![]() |
| Dalam laporan investigatifnya, aktivis menemukan indikasi bahwa pelaksana proyek menggunakan material batu kerikil dari lokasi tambang di Desa Latali, Kecamatan Pakue Tengah. |
Kolaka Utara, ujaran.co.id — Jangkauan Aktivis Peduli Lingkungan dan Hukum Indonesia menyoroti dugaan penggunaan material tambang ilegal dalam proyek Rekonstruksi Jalan Lanipa–Powala, Kecamatan Pakue Tengah, yang dibiayai oleh APBN. Temuan tersebut disampaikan melalui rilis resmi organisasi pada Selasa (25/11).

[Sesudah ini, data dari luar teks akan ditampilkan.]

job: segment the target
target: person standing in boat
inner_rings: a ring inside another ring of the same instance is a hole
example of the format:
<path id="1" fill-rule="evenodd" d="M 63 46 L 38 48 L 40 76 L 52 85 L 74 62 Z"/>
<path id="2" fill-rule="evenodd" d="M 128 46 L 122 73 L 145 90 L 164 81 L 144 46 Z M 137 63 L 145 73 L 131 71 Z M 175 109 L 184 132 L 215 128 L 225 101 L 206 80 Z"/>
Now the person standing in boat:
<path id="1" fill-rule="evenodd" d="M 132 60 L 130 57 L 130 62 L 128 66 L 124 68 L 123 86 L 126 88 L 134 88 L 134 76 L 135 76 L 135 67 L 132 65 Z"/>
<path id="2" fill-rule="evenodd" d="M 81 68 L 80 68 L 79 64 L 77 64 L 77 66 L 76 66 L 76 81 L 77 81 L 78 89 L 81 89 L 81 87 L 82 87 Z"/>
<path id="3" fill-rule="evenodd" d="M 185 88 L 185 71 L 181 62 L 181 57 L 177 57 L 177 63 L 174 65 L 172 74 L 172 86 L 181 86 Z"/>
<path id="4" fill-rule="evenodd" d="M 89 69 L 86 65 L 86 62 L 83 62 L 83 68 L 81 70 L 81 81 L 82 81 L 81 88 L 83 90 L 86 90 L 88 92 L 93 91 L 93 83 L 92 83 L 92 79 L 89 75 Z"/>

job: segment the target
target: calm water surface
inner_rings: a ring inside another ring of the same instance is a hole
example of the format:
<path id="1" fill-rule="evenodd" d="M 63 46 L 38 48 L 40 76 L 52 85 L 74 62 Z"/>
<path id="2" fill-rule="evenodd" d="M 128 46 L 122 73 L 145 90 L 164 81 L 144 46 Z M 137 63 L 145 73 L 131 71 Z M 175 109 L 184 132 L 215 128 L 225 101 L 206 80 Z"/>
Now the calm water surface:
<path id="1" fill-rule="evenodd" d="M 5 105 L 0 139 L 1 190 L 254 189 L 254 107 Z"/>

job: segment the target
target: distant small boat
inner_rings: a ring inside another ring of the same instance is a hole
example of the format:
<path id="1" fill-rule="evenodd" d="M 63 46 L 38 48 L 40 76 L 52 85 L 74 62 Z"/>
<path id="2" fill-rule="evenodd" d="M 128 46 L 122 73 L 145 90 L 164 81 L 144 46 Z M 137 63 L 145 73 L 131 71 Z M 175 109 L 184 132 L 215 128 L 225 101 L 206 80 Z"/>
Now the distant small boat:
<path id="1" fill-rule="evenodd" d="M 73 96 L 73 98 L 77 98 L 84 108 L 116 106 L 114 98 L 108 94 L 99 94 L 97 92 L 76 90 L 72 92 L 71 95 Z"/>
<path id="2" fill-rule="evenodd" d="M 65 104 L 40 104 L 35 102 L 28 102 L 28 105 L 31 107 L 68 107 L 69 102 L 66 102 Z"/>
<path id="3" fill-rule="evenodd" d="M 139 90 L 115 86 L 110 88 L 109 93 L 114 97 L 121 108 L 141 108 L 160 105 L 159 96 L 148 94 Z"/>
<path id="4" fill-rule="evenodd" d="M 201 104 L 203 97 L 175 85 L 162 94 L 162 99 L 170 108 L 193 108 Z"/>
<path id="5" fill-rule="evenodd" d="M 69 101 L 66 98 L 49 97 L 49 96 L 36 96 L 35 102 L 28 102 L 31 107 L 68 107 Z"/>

Dalam laporan investigatifnya, aktivis menemukan indikasi bahwa pelaksana proyek menggunakan material batu kerikil dari lokasi tambang di Desa Latali, Kecamatan Pakue Tengah. Lokasi tersebut diduga kuat beroperasi tanpa izin resmi, sehingga masuk kategori illegal mining.
“Kami menerima informasi langsung dari salah satu karyawan yang menyebut bahwa material proyek diambil dari lokasi yang tidak memiliki izin usaha pertambangan. Ini jelas bertentangan dengan regulasi,” ujar perwakilan organisasi, Meldin.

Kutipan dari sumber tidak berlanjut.